The state essentially externalizes its own bureaucracy and distorts statistics on multiple levels. While administrative mechanisms grow, hundreds of thousands of industrial jobs have already been lost. The estimated growth for 2026, a mere 1%, is the real catastrophe that Berlin must swallow.
The turning point
For Merz, this economic catastrophe is no longer just an internal political bombshell. If the downward trend continues, the media, ritualistic attacks on entrepreneurs, empty patriotism, and endless "perseverance" slogans will not be enough to explain to citizens why their depletion through taxes and the labor market continues while no one addresses the causes.
In essence, the crisis is about correcting two fundamental ideological misconceptions. The moment will come when Germany will have to abandon the leftist illusion of acting permanently as the world's social office. This change will coincide with the end of disastrous climate socialism, which either bankrupts German industry or drives it into the arms of logically managed locations.

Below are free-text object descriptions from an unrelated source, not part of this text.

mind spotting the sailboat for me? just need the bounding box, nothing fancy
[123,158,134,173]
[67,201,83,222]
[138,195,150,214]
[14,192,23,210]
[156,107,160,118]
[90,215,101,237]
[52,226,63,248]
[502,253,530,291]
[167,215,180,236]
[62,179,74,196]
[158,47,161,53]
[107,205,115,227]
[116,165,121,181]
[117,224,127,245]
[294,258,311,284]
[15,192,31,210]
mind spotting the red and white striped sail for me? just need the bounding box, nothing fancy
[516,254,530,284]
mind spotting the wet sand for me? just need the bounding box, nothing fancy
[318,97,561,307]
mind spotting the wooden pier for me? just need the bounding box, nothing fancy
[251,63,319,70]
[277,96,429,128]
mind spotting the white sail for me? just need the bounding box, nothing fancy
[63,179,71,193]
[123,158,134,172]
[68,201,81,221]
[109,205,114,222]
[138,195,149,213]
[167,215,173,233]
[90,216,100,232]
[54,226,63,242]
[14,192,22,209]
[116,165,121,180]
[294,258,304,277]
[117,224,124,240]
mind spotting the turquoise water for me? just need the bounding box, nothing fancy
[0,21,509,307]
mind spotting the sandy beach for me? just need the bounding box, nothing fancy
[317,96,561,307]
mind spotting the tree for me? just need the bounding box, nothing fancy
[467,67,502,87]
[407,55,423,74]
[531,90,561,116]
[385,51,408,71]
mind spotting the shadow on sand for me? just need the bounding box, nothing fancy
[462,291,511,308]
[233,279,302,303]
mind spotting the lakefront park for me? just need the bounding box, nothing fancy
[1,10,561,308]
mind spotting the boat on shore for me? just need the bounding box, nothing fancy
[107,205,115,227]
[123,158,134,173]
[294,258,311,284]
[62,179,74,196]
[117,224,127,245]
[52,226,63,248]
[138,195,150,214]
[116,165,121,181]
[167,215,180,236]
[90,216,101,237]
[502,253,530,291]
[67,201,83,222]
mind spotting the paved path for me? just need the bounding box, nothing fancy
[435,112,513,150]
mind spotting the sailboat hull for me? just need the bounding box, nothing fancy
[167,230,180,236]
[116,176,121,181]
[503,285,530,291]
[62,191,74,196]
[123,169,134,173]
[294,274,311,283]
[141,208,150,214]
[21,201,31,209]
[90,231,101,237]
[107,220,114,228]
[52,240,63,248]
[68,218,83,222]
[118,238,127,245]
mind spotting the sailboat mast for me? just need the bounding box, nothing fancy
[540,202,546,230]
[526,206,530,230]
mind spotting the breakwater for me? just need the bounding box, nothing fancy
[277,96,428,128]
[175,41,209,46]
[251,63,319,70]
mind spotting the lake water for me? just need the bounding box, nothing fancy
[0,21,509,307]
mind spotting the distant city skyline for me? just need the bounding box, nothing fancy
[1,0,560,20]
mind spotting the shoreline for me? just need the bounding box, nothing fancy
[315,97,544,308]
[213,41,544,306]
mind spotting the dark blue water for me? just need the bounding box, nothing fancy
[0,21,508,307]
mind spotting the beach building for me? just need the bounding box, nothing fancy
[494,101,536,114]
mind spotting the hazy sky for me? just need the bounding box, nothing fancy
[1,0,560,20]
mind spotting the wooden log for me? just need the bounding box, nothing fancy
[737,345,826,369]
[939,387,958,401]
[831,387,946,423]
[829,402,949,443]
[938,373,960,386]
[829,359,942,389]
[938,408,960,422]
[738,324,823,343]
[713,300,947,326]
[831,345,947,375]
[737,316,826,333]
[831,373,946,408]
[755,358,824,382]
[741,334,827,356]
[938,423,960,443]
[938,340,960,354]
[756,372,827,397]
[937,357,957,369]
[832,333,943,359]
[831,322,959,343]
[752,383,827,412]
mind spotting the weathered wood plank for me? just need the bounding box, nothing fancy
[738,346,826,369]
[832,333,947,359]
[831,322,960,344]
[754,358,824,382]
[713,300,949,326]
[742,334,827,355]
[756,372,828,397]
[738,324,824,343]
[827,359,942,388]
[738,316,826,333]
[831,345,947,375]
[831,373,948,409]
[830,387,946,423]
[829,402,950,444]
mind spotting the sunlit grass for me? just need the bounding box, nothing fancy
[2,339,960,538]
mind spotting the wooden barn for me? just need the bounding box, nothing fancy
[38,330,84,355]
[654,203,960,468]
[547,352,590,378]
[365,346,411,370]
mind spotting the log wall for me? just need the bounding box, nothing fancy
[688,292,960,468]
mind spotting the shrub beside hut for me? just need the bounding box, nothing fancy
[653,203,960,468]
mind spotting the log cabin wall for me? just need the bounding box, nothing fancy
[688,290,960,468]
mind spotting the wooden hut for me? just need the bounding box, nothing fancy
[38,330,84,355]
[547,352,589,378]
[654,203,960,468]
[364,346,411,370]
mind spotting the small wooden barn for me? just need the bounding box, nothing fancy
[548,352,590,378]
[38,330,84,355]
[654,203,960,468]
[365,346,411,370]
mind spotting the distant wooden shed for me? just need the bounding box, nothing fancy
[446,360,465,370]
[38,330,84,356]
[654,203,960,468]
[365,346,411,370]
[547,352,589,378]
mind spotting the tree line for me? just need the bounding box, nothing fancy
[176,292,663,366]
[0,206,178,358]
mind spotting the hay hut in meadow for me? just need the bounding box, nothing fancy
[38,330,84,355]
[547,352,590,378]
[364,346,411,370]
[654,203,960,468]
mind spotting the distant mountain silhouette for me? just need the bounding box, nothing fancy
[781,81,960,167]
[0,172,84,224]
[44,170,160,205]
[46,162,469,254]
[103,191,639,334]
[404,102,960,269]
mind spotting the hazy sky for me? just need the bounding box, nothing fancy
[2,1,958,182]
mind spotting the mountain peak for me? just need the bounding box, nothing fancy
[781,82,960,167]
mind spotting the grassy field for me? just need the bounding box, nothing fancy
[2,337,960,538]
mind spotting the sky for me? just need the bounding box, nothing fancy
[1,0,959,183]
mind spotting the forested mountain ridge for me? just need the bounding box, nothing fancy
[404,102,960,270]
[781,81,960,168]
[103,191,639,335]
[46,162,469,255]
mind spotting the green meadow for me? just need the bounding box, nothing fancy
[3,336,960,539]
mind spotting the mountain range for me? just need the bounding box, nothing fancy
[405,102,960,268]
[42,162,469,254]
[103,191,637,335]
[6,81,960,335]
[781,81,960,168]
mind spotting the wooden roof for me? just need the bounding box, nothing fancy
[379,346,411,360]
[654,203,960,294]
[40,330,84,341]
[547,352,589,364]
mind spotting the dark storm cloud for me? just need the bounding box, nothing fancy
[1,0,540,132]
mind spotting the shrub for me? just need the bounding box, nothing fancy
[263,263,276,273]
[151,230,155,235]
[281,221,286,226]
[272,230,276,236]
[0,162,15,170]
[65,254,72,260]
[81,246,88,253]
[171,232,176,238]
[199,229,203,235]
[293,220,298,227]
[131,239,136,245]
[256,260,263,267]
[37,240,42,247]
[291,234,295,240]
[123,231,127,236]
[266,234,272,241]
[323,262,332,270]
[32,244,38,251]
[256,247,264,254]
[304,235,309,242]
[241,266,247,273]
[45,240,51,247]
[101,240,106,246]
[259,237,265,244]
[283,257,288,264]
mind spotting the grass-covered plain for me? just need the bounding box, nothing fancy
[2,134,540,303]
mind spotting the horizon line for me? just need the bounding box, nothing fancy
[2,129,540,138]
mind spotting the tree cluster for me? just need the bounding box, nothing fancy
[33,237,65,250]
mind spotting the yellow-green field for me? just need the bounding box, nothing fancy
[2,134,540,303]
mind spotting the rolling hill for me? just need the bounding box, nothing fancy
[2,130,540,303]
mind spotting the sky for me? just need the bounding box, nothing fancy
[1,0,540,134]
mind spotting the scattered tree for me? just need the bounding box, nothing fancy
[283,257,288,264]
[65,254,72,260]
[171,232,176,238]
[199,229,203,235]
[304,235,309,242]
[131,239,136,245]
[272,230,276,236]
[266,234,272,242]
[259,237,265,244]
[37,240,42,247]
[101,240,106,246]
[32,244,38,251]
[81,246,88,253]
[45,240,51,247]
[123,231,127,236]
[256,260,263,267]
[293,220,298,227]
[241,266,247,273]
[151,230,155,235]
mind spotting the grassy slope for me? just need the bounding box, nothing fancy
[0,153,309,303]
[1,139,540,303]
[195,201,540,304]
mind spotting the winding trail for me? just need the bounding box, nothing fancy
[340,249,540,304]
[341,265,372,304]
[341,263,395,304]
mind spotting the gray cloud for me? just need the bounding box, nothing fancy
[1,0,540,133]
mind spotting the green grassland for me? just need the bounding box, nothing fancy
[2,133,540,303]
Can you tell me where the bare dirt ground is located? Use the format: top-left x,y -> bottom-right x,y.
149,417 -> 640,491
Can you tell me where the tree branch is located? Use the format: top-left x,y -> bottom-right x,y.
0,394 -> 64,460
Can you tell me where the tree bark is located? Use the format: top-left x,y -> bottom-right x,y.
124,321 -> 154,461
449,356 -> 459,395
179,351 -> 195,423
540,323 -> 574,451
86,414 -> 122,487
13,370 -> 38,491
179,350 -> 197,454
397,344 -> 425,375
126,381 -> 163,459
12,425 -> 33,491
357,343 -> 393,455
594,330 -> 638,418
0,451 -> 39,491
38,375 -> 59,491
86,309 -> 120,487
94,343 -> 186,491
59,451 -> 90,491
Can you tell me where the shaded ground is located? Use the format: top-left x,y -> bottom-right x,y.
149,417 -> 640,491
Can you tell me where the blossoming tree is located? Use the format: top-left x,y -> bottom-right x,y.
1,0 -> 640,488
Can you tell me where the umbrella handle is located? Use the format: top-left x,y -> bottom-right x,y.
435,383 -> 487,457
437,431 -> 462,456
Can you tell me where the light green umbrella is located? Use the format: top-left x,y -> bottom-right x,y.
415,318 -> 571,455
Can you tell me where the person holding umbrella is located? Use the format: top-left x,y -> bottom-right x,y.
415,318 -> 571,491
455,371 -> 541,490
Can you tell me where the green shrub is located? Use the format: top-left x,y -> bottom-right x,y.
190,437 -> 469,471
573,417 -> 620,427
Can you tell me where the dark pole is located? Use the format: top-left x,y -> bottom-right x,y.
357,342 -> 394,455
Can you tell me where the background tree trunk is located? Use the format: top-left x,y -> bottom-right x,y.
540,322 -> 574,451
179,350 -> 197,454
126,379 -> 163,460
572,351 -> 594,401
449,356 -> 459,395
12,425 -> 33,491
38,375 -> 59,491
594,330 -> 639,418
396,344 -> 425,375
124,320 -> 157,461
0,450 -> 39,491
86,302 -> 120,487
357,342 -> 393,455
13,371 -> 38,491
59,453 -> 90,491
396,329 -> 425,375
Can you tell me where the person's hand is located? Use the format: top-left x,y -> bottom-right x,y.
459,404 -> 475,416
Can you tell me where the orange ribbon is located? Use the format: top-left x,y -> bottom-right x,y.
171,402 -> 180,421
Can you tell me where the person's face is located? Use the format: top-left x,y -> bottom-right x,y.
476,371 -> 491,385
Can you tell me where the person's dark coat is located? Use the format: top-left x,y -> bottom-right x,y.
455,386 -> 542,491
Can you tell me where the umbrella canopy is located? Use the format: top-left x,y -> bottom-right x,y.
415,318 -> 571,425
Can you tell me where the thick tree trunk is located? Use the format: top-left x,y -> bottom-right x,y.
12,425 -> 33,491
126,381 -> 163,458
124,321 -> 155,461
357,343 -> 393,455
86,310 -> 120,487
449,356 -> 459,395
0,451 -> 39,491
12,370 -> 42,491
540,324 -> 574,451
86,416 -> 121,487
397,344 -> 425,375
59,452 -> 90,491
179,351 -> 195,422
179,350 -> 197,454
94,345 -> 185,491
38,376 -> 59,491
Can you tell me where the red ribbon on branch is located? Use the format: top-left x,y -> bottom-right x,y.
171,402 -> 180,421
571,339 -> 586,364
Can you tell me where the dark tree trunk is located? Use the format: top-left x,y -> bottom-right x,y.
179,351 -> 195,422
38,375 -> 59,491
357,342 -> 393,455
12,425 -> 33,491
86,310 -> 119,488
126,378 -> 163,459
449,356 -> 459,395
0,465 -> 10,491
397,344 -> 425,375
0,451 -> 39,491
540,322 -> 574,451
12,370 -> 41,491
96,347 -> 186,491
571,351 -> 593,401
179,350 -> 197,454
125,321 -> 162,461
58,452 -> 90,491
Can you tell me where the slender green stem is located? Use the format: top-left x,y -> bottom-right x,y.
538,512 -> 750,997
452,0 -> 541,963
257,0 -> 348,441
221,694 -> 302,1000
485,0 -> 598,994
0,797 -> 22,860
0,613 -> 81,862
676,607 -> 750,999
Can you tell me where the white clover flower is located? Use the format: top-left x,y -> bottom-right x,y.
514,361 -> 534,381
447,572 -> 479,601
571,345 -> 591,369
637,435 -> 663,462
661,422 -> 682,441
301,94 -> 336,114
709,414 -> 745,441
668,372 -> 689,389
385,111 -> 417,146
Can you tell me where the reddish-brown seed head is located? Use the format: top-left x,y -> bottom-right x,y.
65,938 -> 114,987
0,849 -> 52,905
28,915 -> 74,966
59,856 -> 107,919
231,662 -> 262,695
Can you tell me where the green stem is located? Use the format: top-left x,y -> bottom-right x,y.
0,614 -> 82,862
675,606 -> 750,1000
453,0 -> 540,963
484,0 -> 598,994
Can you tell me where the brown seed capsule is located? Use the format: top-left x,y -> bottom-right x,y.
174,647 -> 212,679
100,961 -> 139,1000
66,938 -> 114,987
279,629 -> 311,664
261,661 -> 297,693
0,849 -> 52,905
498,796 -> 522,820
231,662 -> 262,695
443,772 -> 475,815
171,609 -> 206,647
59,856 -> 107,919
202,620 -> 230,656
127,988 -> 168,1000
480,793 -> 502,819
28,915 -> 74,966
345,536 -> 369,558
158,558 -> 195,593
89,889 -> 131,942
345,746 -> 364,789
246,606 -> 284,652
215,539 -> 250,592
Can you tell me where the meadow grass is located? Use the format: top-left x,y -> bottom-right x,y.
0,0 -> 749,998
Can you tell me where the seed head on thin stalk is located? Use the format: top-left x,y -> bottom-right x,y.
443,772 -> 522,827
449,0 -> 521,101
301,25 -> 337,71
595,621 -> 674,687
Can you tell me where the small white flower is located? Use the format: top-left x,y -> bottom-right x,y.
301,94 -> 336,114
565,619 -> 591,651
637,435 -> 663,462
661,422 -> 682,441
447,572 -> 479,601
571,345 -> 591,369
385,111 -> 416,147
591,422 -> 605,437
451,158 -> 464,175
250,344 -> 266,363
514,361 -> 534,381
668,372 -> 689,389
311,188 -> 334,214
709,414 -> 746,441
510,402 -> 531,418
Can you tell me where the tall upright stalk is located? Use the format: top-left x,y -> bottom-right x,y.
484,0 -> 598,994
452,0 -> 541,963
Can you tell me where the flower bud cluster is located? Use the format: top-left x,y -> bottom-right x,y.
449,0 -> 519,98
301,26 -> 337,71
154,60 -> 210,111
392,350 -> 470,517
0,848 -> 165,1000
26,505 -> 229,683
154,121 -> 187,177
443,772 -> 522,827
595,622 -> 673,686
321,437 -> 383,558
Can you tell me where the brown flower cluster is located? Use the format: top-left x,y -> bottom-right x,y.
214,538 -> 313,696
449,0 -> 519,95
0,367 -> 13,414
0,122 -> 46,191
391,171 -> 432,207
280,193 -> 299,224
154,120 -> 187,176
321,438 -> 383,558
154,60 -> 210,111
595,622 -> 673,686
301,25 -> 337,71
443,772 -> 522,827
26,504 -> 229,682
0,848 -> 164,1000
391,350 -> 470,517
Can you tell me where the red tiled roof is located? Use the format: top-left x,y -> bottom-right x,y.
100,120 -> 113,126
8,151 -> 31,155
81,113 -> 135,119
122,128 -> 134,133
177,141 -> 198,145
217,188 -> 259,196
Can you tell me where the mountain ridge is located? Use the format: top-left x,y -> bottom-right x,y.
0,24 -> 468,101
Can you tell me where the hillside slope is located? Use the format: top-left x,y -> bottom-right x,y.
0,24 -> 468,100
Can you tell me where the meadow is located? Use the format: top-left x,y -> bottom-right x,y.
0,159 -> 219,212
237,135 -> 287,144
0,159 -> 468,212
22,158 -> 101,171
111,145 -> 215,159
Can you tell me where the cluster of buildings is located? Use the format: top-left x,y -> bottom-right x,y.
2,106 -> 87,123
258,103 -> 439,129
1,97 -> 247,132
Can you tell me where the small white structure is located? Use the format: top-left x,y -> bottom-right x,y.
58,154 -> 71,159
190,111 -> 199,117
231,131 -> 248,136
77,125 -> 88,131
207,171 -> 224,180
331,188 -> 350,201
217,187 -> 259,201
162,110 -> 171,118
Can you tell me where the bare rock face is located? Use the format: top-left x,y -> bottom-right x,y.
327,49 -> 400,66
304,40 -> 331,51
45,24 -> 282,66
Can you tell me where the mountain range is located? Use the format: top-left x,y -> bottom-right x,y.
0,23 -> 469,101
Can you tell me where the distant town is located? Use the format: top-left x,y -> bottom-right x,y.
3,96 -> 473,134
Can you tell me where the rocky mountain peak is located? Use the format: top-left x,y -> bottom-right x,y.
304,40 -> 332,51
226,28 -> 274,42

The Visegrád group delivered a demonstrative kick to Merz’s legs. But the real dynamics extend further: a strong opposition of conservative parties and governments is forming—from Hungary, the Czech Republic, Slovakia, and Italy. These will eventually behead the climate-socialist Medusa of the central planners. However, given the strong winds of resistance from the core of Brussels, the birth of the liberating European Perseus may be a long and difficult process.